Career & Skills Corner

Learn to turn a national risk assessment into a control gap list

Two risk assessments landed this month: Ireland's national assessment and the risk picture running through the FATF plenary. Most practitioners read these documents once and file them. The career skill is to convert one into a control gap list your institution can act on. The technique is mechanical and portable. Take the assessment and pull out every named threat and every named expectation. For each, write one line: the control you already have, the gap, and the owner. A risk assessment that says crypto source-of-funds verification is a priority becomes a row that names your current verification process, what it misses, and who fixes it. Do this for one assessment and you have a document a board committee, an auditor, or a new supervisor can read in five minutes. It also changes how you are seen. The analyst who turns a 60-page assessment into a 12-line gap list with owners is the one who gets handed the remediation programme. Start with the assessment closest to your business, pick the five threats most relevant to your book, and write the gap list this week. You will read the next assessment as a work plan, not a PDF.

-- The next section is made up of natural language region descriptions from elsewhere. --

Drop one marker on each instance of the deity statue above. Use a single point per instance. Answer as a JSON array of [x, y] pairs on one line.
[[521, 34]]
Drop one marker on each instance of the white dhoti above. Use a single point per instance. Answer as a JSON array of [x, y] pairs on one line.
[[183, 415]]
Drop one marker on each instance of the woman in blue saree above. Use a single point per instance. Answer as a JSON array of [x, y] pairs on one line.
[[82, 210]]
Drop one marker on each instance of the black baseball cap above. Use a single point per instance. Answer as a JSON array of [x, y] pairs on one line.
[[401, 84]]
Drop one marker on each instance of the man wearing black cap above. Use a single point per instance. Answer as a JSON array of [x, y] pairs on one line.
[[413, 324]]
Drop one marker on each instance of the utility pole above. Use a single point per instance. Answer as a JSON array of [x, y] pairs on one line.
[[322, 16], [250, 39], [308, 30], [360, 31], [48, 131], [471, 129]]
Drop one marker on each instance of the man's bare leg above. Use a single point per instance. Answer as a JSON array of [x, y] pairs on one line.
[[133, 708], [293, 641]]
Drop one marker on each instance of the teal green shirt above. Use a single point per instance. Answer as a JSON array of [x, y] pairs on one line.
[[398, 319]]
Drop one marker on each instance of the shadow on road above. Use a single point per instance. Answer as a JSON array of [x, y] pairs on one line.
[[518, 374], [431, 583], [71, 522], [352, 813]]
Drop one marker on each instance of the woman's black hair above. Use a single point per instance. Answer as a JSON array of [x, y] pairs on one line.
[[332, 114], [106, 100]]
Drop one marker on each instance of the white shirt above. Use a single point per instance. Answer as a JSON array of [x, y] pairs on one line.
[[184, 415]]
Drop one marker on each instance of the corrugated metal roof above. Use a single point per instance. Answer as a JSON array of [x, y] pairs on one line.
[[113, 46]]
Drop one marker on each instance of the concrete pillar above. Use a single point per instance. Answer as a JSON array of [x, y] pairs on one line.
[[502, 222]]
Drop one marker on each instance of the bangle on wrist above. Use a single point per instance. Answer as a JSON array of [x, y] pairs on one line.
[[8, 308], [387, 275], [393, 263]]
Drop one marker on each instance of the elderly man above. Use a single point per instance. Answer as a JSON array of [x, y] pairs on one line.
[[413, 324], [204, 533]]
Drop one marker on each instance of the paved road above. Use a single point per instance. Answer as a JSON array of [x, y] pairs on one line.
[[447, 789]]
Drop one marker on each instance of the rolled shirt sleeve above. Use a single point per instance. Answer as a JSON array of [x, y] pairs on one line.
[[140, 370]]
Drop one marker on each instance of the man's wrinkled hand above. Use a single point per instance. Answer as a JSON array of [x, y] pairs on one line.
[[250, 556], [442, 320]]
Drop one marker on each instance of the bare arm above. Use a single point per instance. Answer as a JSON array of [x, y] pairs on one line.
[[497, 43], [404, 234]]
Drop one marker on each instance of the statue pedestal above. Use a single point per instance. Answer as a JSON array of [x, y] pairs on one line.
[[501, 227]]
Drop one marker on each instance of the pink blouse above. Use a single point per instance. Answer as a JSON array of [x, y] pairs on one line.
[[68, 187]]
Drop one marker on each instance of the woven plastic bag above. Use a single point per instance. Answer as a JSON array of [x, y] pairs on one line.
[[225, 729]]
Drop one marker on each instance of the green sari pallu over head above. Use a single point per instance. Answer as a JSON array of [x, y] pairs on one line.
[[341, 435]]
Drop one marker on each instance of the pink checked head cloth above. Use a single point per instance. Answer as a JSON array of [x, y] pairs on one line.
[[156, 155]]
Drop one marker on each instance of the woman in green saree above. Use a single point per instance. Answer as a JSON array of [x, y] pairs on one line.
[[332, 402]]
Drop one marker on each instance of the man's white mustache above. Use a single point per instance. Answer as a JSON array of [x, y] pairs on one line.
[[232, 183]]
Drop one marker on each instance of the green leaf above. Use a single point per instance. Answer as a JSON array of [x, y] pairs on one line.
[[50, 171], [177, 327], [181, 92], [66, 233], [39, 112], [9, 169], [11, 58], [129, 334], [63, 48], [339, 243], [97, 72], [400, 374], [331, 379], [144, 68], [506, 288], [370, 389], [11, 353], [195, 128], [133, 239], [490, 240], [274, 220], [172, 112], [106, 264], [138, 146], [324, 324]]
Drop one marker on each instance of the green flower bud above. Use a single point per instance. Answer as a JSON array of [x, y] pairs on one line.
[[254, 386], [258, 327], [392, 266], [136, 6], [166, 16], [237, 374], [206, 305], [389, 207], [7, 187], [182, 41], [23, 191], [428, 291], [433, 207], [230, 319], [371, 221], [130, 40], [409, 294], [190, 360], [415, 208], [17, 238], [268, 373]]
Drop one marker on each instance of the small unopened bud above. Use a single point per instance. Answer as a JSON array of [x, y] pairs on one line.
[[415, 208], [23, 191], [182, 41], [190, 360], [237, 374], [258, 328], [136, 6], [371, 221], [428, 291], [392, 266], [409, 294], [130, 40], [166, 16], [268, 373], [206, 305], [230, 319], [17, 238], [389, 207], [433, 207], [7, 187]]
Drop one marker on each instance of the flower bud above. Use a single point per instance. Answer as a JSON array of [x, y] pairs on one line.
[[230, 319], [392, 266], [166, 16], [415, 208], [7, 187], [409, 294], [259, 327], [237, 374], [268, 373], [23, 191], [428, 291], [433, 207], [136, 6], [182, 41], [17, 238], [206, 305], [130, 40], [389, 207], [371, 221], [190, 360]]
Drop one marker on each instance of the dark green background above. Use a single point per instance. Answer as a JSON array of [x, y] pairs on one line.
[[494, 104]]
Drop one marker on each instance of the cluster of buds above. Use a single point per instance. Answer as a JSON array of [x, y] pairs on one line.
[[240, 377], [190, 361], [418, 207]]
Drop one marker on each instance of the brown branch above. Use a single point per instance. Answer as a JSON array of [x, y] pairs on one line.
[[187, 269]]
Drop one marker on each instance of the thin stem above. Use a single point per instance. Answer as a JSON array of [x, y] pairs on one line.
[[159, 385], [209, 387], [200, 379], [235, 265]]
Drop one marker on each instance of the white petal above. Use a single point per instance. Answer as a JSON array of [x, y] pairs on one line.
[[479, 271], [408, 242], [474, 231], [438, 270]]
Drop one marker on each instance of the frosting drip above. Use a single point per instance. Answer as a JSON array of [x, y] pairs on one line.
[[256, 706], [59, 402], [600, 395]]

What I’m watching next week

Four things are on my desk. First, the FATF presidency passes to the United Kingdom's Giles Thomson on 1 July, so I am watching the opening signals on asset recovery and beneficial ownership. Second, AMLA's public hearing on its monitoring guidelines falls on 2 July, the clearest read yet on how hard the new EU supervisor will push on testing. Third, the EU's beneficial-ownership transposition deadline lands on 10 July, and I want to see which member states are ready. Fourth, the 60-day comment window on FinCEN's stablecoin customer identification rule is open, and the industry submissions on the customer and account question are where the friction will show.